In Kroměříž, you can find a remarkable sight enlisted in the UNESCO World Heritage Site – a combination of the Archbishop Palace (from the tower of which one can take a breathtaking view of the town) and garden architecture of the two well-known gardens, Chateaux Garden (Podzámecká zahrada in Czech) and Flower Garden (Květná zahrada).
The Archbishop Palace in Kroměříž may certainly be put among the forefront cultural-historical sights in Moravia. Formerly, the palace was a property of bishops and archbishops from Olomouc, who used it as a representational residence.
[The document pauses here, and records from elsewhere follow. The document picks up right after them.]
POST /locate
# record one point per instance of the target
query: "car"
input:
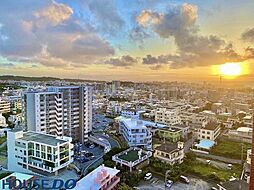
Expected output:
(184, 179)
(168, 184)
(148, 176)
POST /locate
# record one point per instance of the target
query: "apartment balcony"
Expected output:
(114, 181)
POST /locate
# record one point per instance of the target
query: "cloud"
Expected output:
(248, 35)
(47, 32)
(123, 61)
(55, 13)
(138, 35)
(193, 49)
(106, 14)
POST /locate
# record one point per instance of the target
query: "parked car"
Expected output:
(184, 179)
(168, 184)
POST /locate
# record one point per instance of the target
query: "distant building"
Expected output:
(102, 178)
(167, 116)
(32, 152)
(170, 153)
(61, 111)
(135, 133)
(2, 121)
(5, 105)
(133, 158)
(210, 132)
(170, 134)
(242, 134)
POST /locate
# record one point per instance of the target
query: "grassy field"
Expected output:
(208, 171)
(130, 156)
(230, 149)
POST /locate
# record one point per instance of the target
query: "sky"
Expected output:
(134, 40)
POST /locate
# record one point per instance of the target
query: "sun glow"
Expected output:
(231, 70)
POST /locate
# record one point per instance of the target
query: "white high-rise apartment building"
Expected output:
(167, 116)
(65, 110)
(33, 152)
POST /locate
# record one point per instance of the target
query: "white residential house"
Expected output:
(135, 133)
(210, 131)
(32, 152)
(5, 105)
(170, 153)
(167, 116)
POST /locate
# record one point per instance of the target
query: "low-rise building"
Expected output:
(210, 131)
(170, 134)
(241, 134)
(135, 133)
(5, 105)
(132, 158)
(102, 178)
(170, 153)
(33, 152)
(167, 116)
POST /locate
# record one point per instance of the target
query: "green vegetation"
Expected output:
(7, 115)
(211, 172)
(230, 149)
(3, 139)
(128, 179)
(130, 156)
(3, 149)
(193, 167)
(2, 175)
(120, 140)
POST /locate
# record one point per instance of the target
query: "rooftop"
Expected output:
(131, 156)
(137, 123)
(167, 147)
(171, 129)
(211, 126)
(42, 138)
(92, 180)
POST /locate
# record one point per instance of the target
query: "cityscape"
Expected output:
(126, 95)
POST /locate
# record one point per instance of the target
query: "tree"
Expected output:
(123, 186)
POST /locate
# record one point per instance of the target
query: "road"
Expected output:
(160, 185)
(220, 158)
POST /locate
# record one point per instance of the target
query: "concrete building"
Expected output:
(241, 134)
(135, 133)
(3, 121)
(210, 132)
(102, 178)
(167, 116)
(5, 105)
(60, 111)
(32, 152)
(170, 134)
(170, 153)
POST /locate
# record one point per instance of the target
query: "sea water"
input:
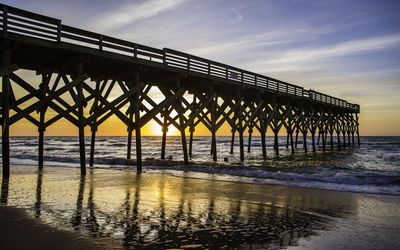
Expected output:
(372, 167)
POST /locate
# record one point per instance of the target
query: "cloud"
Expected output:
(133, 12)
(342, 49)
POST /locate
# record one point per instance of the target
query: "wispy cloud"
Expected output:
(132, 12)
(342, 49)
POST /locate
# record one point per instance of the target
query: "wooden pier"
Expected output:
(79, 70)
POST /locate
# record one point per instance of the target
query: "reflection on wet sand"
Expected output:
(159, 211)
(4, 190)
(38, 202)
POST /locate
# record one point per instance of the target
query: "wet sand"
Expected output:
(20, 231)
(120, 209)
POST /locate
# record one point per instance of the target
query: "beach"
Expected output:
(120, 209)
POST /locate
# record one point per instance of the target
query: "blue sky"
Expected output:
(349, 49)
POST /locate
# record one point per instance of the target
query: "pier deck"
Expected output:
(80, 69)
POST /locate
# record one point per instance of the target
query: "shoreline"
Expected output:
(58, 194)
(19, 231)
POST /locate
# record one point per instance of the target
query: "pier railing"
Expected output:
(21, 22)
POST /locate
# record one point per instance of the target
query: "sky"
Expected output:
(348, 49)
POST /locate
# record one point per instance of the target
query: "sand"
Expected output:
(113, 208)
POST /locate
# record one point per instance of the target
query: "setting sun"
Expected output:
(154, 129)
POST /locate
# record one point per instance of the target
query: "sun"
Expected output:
(152, 128)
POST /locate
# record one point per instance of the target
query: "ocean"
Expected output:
(373, 167)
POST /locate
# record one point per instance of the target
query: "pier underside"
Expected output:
(86, 78)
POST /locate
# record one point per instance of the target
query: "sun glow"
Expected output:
(154, 129)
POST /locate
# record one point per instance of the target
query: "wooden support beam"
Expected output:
(164, 136)
(358, 130)
(249, 141)
(8, 69)
(94, 125)
(129, 142)
(276, 143)
(81, 120)
(138, 123)
(42, 112)
(213, 127)
(92, 145)
(240, 127)
(232, 140)
(191, 130)
(5, 135)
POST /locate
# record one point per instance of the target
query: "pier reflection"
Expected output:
(4, 190)
(38, 202)
(159, 211)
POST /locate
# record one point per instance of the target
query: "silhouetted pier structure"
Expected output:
(79, 70)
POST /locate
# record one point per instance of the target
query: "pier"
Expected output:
(79, 69)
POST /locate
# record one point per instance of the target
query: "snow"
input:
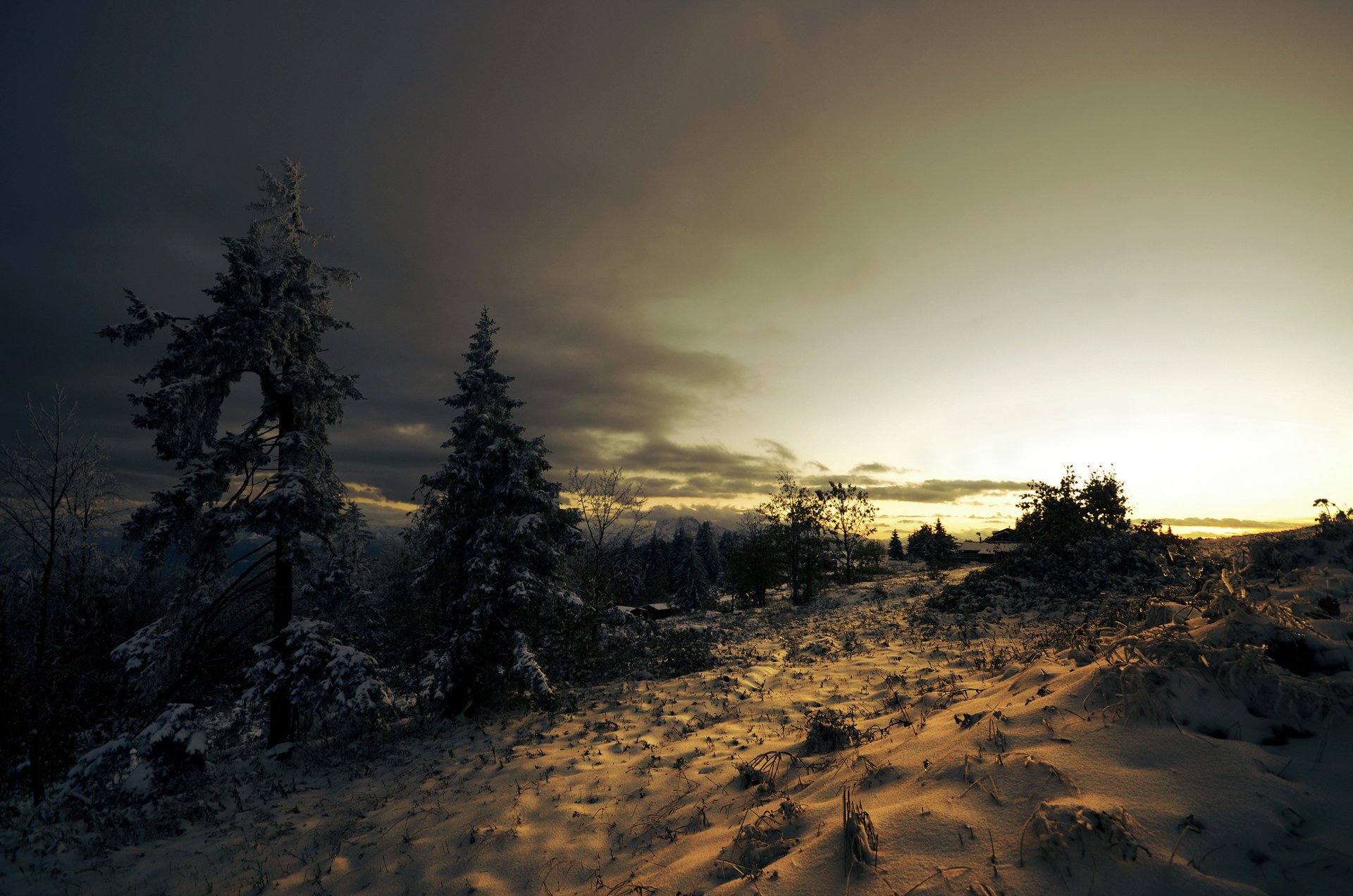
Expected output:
(1145, 762)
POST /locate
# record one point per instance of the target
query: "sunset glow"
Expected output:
(942, 244)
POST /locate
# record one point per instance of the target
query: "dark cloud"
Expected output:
(875, 467)
(777, 449)
(944, 490)
(666, 516)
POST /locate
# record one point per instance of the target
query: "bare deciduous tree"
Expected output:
(53, 492)
(612, 511)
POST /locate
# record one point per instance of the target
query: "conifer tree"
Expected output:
(895, 549)
(691, 580)
(493, 535)
(944, 546)
(708, 549)
(797, 518)
(272, 478)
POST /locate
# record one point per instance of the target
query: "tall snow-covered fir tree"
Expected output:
(689, 577)
(273, 478)
(493, 535)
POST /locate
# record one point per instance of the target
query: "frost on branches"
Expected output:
(132, 769)
(271, 478)
(491, 533)
(326, 680)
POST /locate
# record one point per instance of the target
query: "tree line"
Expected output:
(254, 575)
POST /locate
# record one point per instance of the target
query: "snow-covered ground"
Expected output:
(1157, 752)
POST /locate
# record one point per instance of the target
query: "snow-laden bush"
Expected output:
(326, 680)
(132, 769)
(147, 654)
(447, 684)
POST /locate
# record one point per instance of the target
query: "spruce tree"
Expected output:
(944, 546)
(895, 549)
(493, 534)
(691, 580)
(272, 478)
(710, 554)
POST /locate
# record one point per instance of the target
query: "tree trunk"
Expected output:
(279, 709)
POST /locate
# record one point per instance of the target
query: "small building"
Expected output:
(987, 550)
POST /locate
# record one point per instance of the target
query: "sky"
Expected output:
(934, 249)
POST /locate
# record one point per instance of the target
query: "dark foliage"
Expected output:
(1079, 545)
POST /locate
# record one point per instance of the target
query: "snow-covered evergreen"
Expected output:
(133, 768)
(326, 680)
(691, 580)
(493, 535)
(272, 478)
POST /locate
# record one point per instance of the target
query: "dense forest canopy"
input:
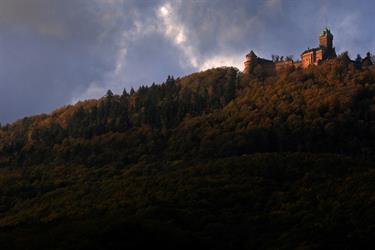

When the well-educated and cultivated Karl II von Liechtenstein-Kastelkorn was enthroned a prince-bishop of Olomouc in the second half of the 17th century, Kroměříž experienced a boom resulting mainly in the development of the town, the palace and gradually enlarging nearby gardens.
The Flower Garden, which is also called the Czech Versailles, is one of the most significant gardens on a global scale and it is in effect the sole representative of a garden composed in this way in the whole of Europe.
The Chateaux Garden, founded in 1509, was expanded to an impressive area of 64 ha in just a few following centuries. Not only its area has changed, its appeareance and plants being grown there have been altered, too. Formerly a vegetable- and fruit-growing garden was converted into a baroque garden in the 17th century. In the 19th century, the garden was redesigned once more, this time to a stylish landscape park. Today, you can find there more than two hundred precious species of various trees stemming from Europe, America, and Asia.